In the 19th century, this was a sparsely populated and unfashionable rural area. Its people depended upon agriculture, timber and related businesses such as corn-milling, brewing and leather-tanning.

The local people had their own dialect and manner of dress. The roads were few and off the main highway little more than tracks. In the middle of the century railways were built, giving easy access to London. Businessmen moved out of the city with their families, building new houses in spacious grounds or converting and extending old farmhouses. Large estates began to be broken up but new opportunities for employment were created.

The attractive and varied landscape was the setting for ancient buildings - often timber framed with brick infixing, tile-hung on the upper floors and with deep roofs. Artists, like Myles Birkett Foster and Helen Allingham who both lived in Witley, came in search of inspiration.
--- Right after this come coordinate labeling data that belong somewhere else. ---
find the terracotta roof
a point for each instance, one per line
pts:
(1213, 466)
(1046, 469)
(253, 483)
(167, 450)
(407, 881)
Whilst architects, including pioneers of the Arts and Crafts movement, such as Richard Norman Shaw and Philip Webb

(the latter living for a while in Cranleigh) came to study methods of construction and the use of local materials.

THE ARTS AND CRAFTS MOVEMENT

As industry and machinery began to bear down on more and more lives during the 19th century, it was thought that opportunities for personal fulfillment through the practice of the arts and crafts were being lost, as were the skills.

The reaction was led by the writer and artist John Ruskin, who linked ideas of social reform with the revival of hand craftsmanship, the better to improve the lives of individuals. There was an emphasis on local materials, naturally used. Ruskin's most fervent and influential disciple was William Morris, who founded a business to implement these ideas; he was a practical craftsman himself and the designer of wallpapers, furniture and fabrics as well as a manufacturer of tapestries. He commissioned the Pre-Raphaelite artist Edward Burne-Jones to design stained glass windows of which there are examples in Busbridge Church as well as a Morris embroidery altar frontal.

The revival of interest in Gothic architecture in the 19th century coincided with the need to preserve old examples in their original form. Godalming Parish Church, for example, experienced two bouts of restoration. William Morris, a man of huge energy, founded the Society for the Protection of Ancient Buildings, the first of its kind. He was aided considerably by the architect Hugh Thackeray Turner, who designed his own house and garden at Westbrook in Godalming and the Phillips Memorial by the River Wey. Through his own efforts, Thackeray Turner saved the medieval bridge at Eashing and the old Deanery Farm barn in Charterhouse Road.